Updating Data
Methods for Updating Data
Data can be inserted, updated, and deleted using these methods:
• As a batch or bulk operation using SQL statements or the vwload command
• As a bulk operation using the MODIFY...TO COMBINE statement
• Using tools that generate the commands and SQL statements to load the data.
Batch and Bulk Updates
Updating data in Vector tables can be done as either a batch or bulk operation.
Batch operations go to the PDTs (memory) by default. Bulk operations are written to the table files on disk by default.
Bulk operations have higher performance and lower memory footprint (data goes directly to disk), but concurrent transactions with bulk operations on the same table are not allowed. The later transaction to commit will conflict and need to be rolled back. When concurrency is needed, you can use SET INSERTMODE ROW to make the operations that by default execute in bulk mode execute in batch mode.
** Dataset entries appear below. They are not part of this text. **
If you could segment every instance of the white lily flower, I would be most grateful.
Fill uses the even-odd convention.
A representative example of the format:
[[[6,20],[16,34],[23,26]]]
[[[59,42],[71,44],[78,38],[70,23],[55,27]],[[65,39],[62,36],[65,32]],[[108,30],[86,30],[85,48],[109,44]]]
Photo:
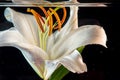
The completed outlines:
[[[0,46],[18,48],[44,80],[47,80],[60,65],[74,73],[86,72],[87,66],[76,48],[88,44],[106,46],[104,29],[98,25],[78,27],[78,7],[72,6],[67,23],[63,28],[58,27],[58,31],[52,33],[47,22],[52,19],[51,15],[55,10],[50,10],[49,17],[41,22],[44,30],[42,31],[42,28],[38,27],[39,21],[36,21],[34,16],[6,8],[5,17],[14,24],[14,27],[0,31]]]

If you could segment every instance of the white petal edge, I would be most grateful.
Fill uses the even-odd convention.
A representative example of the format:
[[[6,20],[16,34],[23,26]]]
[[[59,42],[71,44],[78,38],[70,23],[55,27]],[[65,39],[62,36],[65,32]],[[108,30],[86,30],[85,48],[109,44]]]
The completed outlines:
[[[41,48],[27,43],[15,28],[0,32],[0,47],[2,46],[19,49],[36,73],[43,78],[44,60],[48,59],[48,55]]]
[[[63,65],[73,73],[83,73],[87,71],[87,66],[82,61],[80,53],[75,50],[70,55],[67,55],[61,59],[46,60],[44,73],[45,80],[47,80],[60,65]]]
[[[74,50],[70,55],[65,56],[59,62],[73,73],[87,72],[87,66],[77,50]]]
[[[84,25],[72,30],[66,37],[60,39],[51,49],[51,59],[68,55],[80,46],[100,44],[106,47],[106,33],[101,26]]]
[[[51,50],[51,46],[53,46],[55,43],[57,43],[60,39],[65,37],[69,34],[71,29],[78,28],[78,15],[77,15],[78,7],[72,6],[70,7],[70,17],[67,21],[67,23],[64,25],[64,27],[60,31],[56,31],[51,36],[48,37],[47,41],[47,52]]]
[[[31,44],[38,45],[38,25],[34,16],[17,12],[11,8],[6,8],[4,15]]]

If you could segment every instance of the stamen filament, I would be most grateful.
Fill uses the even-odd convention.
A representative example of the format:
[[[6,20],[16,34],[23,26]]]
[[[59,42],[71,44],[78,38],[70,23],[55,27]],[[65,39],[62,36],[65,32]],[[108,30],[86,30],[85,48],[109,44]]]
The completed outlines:
[[[45,8],[43,8],[42,6],[39,6],[39,8],[43,11],[43,13],[45,14],[46,18],[48,17],[47,11],[45,10]]]
[[[50,28],[49,28],[49,36],[52,34],[52,30],[53,30],[53,18],[52,18],[52,15],[50,14],[50,11],[48,10],[47,11],[48,14],[49,14],[49,24],[50,24]]]
[[[42,17],[35,10],[33,10],[33,9],[28,8],[27,12],[31,12],[35,16],[35,19],[38,22],[38,25],[39,25],[41,31],[44,33],[44,29],[43,29],[42,23],[41,23],[41,20],[44,21],[42,19]]]
[[[53,12],[53,14],[54,14],[54,16],[55,16],[55,18],[56,18],[56,20],[57,20],[57,22],[58,22],[58,30],[60,31],[60,29],[61,29],[61,21],[60,21],[60,17],[58,16],[58,14],[56,13],[56,11],[54,11],[52,8],[50,8],[50,10]]]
See
Allowing Concurrent Inserts.
By default, SQL statements and the vwload command map to batch and bulk DML operations as follows:
• INSERT is a batch operation that quickly adds a small number of records.
• DELETE is a batch operation that quickly deletes a small number of records.
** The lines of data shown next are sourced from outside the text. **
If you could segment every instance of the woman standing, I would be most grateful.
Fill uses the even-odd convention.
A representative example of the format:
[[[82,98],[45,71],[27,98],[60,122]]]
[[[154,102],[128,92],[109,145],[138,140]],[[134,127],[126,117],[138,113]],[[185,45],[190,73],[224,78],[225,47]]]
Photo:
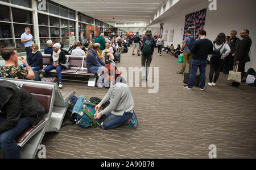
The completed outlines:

• UPDATE is a batch operation that quickly modifies a small number of records.
• CREATE TABLE AS SELECT is a bulk operation that adds many records.
• INSERT...SELECT is a bulk operation that adds many records.
INSERT...SELECT is a batch operation if executed on a non-empty table with a clustered index.
• A batch INSERT through an ODBC, JDBC, or .Net based application is a bulk operation that adds many records.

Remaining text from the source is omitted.